Once a darling of social media marketers, Canva is making creatives of us all. In addition to expanding its geographic footprint—Brazil users now constitute its second-largest market—the Australian design software company is reaching employees in decidedly noncreative roles.
Consider this: Prior to the onset of the COVID-19 pandemic, 10 million presentations were created in Canva each month, according to Cameron Adams, a cofounder of the company and its chief product officer. By June 2020, that number jumped to 30 million and has now surpassed 50 million.
“You’re seeing this real need to collaborate visually, communicate better visually, and do it no matter what your job is,” Adams said Sunday during a discussion hosted by Fast Company at SXSW in Austin. Thanks to changes in the way we work and communicate with colleagues, he added, “the need for visual communication now is just rampant.”
Also rampant? Speculation about a potential initial public offering (IPO) for Canva, though there’s been no such announcement yet.
Still, what’s helped drive some of the company’s growth has been its widespread integration of artificial intelligence across “every single touch point,” Adams noted.

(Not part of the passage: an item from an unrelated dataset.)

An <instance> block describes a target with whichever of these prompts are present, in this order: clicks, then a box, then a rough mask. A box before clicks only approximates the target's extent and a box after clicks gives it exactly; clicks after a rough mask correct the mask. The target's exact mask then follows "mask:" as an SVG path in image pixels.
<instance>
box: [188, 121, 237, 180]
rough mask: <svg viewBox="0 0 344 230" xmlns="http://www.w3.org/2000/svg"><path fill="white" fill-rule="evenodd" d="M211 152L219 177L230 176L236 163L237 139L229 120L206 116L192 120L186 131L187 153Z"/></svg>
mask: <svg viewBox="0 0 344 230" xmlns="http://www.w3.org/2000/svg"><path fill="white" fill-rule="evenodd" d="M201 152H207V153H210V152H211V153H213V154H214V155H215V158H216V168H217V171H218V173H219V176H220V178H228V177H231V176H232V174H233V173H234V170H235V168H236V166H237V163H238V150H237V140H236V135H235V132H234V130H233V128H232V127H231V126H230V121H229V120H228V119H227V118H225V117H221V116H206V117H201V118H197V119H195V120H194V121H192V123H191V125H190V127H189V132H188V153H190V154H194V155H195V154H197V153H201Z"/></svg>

For example, Canva’s AI tools might help someone quickly and easily convert an internal sales presentation into a TikTok video. “Those switches between content are enabling people to do things that they never would’ve tried before,” he said.
For a company that was founded little more than a decade ago and grew up alongside the rising popularity of social media platforms like Instagram, Canva is now trying to think one step ahead to anticipate the coming needs of users—while also incorporating their feedback, Adams said. “You always have to strike this balance between pushing for what you want and pushing for what the user wants.”
Whatever the future holds, AI is likely to be key. A successful campaign around the 2023 blockbuster Barbie “scratched the surface” of what’s possible with AI tech and creativity—and 2024 could see a campaign that “really breaks the mold,” Adams said.
But as AI unlocks new possibilities, Canva wants to ensure that creators aren’t left behind. In October, the company announced a $200 million fund to pay out over the next three years to creators who consent to having their content used to train the company’s AI models.
“We believe that there is a strong role for content creators in the AI future because we still need great data to put into models,” Adams said.